At the end of the perfusions the hearts were homogenized using a modified protocol described previously . Briefly, all the procedures were conducted at 4 °C to maintain the integrity of mitochondrial proteins. The hearts were immersed in the homogenization buffer (in 50 ml: 10 mM Tris HCl, 5 tablets of protease inhibitor (Pierce Protease and Phosphatase Inhibitor Mini Tablets, ThermoFisher, catalog A32959), and 250 mmol/l sucrose pH 7.0).
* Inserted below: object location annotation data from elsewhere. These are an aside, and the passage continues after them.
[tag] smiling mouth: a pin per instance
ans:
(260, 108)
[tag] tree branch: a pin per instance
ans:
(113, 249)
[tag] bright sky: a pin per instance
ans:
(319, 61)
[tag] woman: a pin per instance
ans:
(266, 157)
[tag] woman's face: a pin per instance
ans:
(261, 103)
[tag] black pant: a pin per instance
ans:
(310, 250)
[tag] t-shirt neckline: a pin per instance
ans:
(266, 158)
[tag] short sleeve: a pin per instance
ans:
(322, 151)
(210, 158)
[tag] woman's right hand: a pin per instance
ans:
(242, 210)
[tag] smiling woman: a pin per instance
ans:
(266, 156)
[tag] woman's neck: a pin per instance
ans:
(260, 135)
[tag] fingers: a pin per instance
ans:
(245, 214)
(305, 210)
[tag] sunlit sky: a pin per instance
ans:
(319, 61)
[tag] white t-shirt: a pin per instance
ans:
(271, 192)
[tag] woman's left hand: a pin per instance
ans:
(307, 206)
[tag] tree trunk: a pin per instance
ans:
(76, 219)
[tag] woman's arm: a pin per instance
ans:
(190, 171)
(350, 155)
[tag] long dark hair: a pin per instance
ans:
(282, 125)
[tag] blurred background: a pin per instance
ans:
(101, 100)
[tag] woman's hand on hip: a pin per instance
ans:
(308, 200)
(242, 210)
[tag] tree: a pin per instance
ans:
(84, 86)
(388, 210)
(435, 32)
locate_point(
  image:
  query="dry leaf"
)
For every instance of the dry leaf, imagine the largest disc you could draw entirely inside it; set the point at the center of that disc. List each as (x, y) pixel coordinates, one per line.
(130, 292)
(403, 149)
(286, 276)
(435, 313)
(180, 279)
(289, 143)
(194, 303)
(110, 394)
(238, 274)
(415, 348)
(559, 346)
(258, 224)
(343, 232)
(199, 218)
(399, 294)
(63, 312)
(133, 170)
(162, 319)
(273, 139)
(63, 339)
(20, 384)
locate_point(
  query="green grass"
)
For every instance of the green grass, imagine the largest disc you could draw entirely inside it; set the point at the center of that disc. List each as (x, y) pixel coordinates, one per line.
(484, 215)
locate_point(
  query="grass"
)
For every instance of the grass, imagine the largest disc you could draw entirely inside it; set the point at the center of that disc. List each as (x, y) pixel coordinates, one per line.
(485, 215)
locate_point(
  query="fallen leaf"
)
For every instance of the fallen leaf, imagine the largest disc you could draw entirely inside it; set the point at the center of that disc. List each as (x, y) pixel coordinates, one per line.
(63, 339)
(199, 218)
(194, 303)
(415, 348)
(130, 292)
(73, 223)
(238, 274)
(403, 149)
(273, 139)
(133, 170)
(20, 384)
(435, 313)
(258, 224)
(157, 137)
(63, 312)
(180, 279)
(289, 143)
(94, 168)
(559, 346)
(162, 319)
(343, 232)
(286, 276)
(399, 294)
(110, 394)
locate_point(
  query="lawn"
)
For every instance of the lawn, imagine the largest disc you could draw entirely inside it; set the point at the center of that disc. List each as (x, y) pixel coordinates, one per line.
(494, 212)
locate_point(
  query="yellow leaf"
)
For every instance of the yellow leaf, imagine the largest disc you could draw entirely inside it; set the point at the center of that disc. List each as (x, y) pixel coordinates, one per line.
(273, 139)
The hearts were then chopped into small pieces with small scissors and homogenized with a teflon pestle in a glass tube. Tissue homogenate was centrifuged at 800×g for 10 min to pull down tissue debris while the supernatant was collected and centrifuged at 10,000×g for 20 min to separate the mitochondrial fraction as a pellet. The supernatant from the second centrifugation was further centrifuged at 105,000×g for 60 min to separate microsomes from the cytosolic fraction. For subsequent investigations, mitochondrial and cytosolic fractions were used. Protein concentration in each fraction was measured using Bradford assay (BioRad, USA).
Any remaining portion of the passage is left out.